Electroimmunoassay, often referred to as rocket immuno-electrophoresis is a rapid quantitative method for determining antigens with a charge differing from that of the antibodies or vice versa. The electrophoresis of the antigen to be determined is carried out in a gel containing a comparatively lower concentration of the corresponding antibody. The test material and dilutions of a standard antigen used for calibration are introduced into different wells in the gel. During electrophoresis, migrating peak-shaped precipitation zones originating from the wells are developed. The front of the precipitate becomes stationary when the antigen is no longer in excess. For a given antibody concentration, the relationship between the distance travelled by the precipitate and the amount of antigen applied is linear.

Counter-immunoelectrophoresis is a rapid quantitative method allowing concentration gradients of external antigen and external antibody to be established in an electric field depending on the different charges. Dilutions of a standard for calibration and dilutions of the test material are introduced into a row of wells in a gel and a fixed amount of the corresponding reactant is introduced into an opposite row of wells. The titre of the test material may be determined as the highest dilution showing a precipitation line.

A number of modifications of crossed immunoelectrophoresis and electroimmunoassay methods exist.

Other techniques combine separation of antigens by molecular size and serological properties.

These may be performed by selective or non-selective stains, by fluorescence, by enzyme or isotope labelling or other relevant techniques. Selective staining methods are usually performed for characterisation of non-protein substances in the precipitates.

In translucent gels such as agar or agarose, the precipitation line becomes clearly visible in the gel, provided that the concentration of each of the reactants is appropriate.

A quantitative immunochemical method is not valid unless:

1)  The antibody or antigen does not significantly discriminate between the test and standard. For a labelled reactant, the corresponding reactant does not significantly discriminate between the labelled and unlabelled compound,

2)  The method is not affected by the assay matrix, that is, any component of the test sample or its excipients, which can vary between samples. These may include high concentrations of other proteins, salts, preservatives or contaminating proteolytic activity,

3)  The limit of quantitation is below the acceptance criteria stated in the individual monograph,

4)  The precision of the assay is such that the variance of the results meets the requirements stated in the individual monographs,

5)  The order in which the assay is performed does not give rise to systematic errors.

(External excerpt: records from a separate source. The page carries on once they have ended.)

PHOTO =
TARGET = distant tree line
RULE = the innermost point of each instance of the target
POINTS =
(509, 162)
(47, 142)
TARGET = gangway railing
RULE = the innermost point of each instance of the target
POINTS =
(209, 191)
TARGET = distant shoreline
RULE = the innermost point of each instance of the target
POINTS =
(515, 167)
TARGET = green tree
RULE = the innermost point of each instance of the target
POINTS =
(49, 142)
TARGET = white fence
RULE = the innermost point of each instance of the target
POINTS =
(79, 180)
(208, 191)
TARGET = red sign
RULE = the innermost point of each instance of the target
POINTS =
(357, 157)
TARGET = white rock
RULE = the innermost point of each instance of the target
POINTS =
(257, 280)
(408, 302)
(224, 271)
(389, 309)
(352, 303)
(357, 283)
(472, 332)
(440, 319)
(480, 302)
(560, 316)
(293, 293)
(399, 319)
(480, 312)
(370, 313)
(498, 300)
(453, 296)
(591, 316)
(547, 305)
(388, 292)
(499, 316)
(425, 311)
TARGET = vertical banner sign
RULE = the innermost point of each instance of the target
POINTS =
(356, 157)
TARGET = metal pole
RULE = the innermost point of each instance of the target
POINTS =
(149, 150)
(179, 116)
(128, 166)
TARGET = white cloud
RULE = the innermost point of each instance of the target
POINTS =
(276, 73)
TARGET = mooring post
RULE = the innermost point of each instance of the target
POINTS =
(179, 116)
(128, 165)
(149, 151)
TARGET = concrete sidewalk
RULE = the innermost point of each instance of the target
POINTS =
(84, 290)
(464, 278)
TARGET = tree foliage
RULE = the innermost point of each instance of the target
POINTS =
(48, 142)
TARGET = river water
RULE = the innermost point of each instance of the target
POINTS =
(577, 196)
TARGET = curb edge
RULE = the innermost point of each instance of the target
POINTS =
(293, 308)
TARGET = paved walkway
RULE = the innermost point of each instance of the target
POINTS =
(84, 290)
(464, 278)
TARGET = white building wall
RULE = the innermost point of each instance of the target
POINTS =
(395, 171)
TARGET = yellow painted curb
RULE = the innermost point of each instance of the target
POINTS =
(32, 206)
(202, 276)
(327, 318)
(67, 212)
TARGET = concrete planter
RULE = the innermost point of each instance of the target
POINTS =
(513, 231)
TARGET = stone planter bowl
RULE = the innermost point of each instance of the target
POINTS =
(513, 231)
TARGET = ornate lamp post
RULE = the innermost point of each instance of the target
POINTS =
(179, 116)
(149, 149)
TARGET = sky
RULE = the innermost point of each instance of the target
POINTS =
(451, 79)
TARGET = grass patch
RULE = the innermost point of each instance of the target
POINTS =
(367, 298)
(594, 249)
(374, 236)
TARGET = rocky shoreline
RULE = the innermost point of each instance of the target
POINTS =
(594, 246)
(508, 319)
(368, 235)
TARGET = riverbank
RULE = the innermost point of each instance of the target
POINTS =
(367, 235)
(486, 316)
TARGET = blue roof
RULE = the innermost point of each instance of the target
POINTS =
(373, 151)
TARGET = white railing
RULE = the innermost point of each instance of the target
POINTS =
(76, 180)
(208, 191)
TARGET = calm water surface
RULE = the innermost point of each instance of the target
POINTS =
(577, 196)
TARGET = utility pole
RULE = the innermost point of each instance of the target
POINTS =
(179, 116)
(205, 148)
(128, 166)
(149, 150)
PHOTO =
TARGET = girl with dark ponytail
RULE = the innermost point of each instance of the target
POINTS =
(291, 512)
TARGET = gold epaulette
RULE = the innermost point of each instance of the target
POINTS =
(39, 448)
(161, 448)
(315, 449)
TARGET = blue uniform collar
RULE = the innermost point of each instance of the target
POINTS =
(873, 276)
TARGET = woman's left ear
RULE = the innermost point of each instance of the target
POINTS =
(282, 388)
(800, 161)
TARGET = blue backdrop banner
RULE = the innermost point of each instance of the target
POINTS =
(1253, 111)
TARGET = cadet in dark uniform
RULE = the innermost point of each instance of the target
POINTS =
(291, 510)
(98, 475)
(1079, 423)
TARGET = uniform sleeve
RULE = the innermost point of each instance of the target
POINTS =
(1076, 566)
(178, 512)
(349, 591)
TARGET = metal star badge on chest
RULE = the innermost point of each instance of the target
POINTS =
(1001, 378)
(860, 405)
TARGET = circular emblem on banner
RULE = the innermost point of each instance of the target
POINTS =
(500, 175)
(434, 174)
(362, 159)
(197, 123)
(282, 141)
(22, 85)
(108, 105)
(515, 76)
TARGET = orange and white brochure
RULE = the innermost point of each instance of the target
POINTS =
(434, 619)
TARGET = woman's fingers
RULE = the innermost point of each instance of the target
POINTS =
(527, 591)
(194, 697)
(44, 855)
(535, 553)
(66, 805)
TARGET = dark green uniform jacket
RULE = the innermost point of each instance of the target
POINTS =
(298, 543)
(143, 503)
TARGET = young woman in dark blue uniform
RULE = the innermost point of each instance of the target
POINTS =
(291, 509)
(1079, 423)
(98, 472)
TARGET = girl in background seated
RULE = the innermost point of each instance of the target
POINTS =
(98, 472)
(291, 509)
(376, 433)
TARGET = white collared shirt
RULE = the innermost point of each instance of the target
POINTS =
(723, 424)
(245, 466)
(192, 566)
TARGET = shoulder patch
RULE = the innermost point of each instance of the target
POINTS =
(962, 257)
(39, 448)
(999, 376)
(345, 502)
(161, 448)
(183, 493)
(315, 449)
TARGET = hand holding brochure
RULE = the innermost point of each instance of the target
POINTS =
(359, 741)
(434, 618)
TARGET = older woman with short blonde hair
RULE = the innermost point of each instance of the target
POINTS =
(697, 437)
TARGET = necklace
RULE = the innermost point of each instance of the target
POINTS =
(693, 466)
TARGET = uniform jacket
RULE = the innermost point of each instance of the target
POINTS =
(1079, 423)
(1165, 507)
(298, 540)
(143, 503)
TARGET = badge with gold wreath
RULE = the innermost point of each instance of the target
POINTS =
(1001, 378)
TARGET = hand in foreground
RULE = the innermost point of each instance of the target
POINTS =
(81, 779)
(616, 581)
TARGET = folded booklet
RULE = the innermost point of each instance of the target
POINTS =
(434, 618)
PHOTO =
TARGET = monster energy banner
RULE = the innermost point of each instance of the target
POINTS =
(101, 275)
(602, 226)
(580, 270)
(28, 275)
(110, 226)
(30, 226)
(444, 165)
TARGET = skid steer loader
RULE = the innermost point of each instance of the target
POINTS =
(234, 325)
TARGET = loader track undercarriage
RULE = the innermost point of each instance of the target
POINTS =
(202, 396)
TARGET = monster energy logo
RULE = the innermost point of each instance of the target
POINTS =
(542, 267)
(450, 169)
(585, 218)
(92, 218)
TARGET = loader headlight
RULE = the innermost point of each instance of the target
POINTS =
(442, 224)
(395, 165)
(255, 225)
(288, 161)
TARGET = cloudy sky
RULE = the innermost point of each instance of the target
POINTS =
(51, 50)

In order to verify these criteria, the validation design includes the following elements:

1)  The assay is performed at least in triplicate,

2)  The assay includes at least 3 different dilutions of the standard preparation and 3 dilutions of sample preparations of presumed activity similar to the standard preparation,

3)  The assay layout is randomised,

4)  If the test sample is presented in serum or formulated with other components, the standard is likewise prepared,

5)  The test includes the measurement of non-specific binding of the labelled reactant,

6)  For displacement immunoassay:

(a)  maximum binding (zero displacement) is determined,

(b)  dilutions cover the complete response range from values close to non-specific binding to maximum binding, preferably for both standard and test preparations.

To analyse the results, response curves for test and standard may be analysed by the methods described in 5.3. Statistical Analysis of Results of Biological Assays and Tests.

Significant non-parallelism indicates that the antibody or antigen discriminates between test and standard, and the results are not valid.

In displacement immunoassays, the values for non-specific binding and maximum displacement at high test or standard concentration must not be significantly different. Differences may indicate effects due to the matrix, either inhibition of binding or degradation of tracer.